As a preliminary indicator of efficacy, 7 pts were still on treatment and in CR at data cut-off. At 400 mg, 2 pts and 1 pt had received 14 and 15 cycles of treatment (>1 y), respectively. At 800 mg, 1 pt had received 5, 1 pt 6, and 2 pts 7 cycles. At 400 mg, 7 pts relapsed: 2 pts after cycle 1, 2 pts after cycle 2, 1 pt each after cycles 3, 4 and 7. At 800 mg, 5 pts relapsed: 1 pt after cycle 1, 2 pts after cycle 2, 1 pt after cycle 3 and 1 pt after cycle 5.

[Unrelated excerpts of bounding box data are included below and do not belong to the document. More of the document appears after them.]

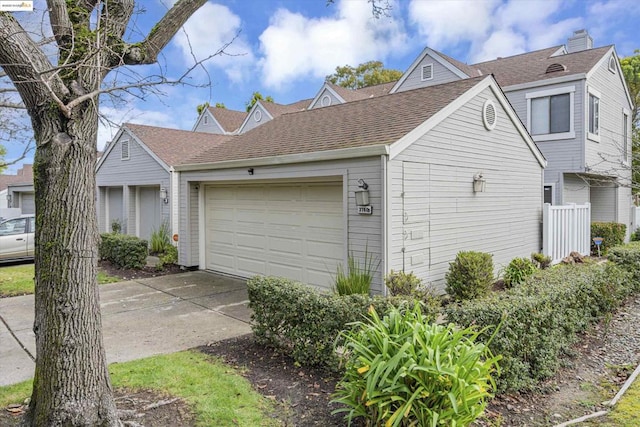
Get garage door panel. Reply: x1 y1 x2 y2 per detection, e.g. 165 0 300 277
269 236 304 255
205 182 344 289
236 233 267 251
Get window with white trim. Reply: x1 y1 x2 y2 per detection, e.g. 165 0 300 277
420 64 433 81
120 139 129 160
526 86 575 141
587 88 600 142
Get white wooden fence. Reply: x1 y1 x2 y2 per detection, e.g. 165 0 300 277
542 203 591 264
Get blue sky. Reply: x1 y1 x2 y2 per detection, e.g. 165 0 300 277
1 0 640 172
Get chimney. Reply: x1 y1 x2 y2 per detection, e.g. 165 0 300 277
567 30 593 53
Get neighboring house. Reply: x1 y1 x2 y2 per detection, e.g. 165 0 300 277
174 76 545 293
96 123 226 239
391 30 632 237
0 165 36 216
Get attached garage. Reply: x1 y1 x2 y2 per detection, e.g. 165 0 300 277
205 180 346 288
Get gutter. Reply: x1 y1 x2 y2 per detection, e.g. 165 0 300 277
174 144 389 172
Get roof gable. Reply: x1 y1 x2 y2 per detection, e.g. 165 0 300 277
183 78 498 169
389 47 475 93
472 46 611 88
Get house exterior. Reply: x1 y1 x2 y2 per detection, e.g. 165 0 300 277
96 123 225 239
391 30 632 237
0 164 36 219
174 76 546 293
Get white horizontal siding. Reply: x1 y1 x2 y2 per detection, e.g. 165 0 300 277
396 55 460 92
389 89 543 289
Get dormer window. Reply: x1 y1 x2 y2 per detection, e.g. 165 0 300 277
609 55 616 73
545 63 567 74
120 139 129 160
421 64 433 81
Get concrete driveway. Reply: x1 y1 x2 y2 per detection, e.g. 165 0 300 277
0 271 251 385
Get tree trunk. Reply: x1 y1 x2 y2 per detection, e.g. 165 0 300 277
25 105 120 427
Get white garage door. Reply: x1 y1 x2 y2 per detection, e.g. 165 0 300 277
205 182 345 288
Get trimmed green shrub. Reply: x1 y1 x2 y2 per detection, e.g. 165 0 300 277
502 258 538 288
247 276 436 369
384 270 422 295
446 263 636 391
531 252 551 270
156 245 178 269
335 249 380 295
333 306 499 426
445 251 494 301
608 242 640 292
99 233 149 269
591 222 627 256
149 221 173 254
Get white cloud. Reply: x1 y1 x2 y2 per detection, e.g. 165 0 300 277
409 0 583 63
409 0 499 49
259 0 407 89
98 106 179 151
175 3 254 82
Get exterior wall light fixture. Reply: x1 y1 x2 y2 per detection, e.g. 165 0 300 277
473 172 487 193
160 188 169 204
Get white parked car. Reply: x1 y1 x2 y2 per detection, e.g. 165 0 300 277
0 215 36 262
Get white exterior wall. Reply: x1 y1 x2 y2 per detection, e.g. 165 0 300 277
396 55 460 92
179 157 385 293
388 89 543 290
96 132 170 235
562 174 594 205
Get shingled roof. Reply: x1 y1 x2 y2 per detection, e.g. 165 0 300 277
209 107 247 133
124 123 233 166
183 77 483 164
471 46 611 88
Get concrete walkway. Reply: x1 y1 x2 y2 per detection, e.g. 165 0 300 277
0 271 251 386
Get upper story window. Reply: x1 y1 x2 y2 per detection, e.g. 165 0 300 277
526 86 575 141
120 139 129 160
420 64 433 81
587 88 600 142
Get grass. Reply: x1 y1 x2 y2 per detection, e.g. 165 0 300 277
0 351 281 427
0 264 122 298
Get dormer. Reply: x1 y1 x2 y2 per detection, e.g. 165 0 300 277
389 47 472 93
192 107 247 135
307 82 347 110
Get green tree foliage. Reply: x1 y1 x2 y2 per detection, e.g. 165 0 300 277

Conclusions: In adult pts with AML who are in hematological CR with MRD+ after alloSCT, sabatolimab 400 mg and 800 mg monotherapies were well tolerated. Cytopenias occurred at low rates, were generally G1–2 and mostly related to imminent relapse. Importantly, there were no cases of GvHD reported or any immune-related AEs commonly seen with checkpoint inhibitors. Preliminary efficacy was promising with 30% of the pts at 400 mg still in CR after more than 1 y on treatment (available longer-term follow-up >1 y), and data may suggest a delayed onset of relapse. A dose expansion cohort at 800 mg opened for enrollment June 30, 2023. Adults will be randomized to sabatolimab as monotherapy or in combination with azacitidine, and preliminary efficacy on the prevention of hematological relapse will be evaluated. Adolescents (12–17 y) will also be enrolled to evaluate the safety of sabatolimab monotherapy.

This study is sponsored by Novartis.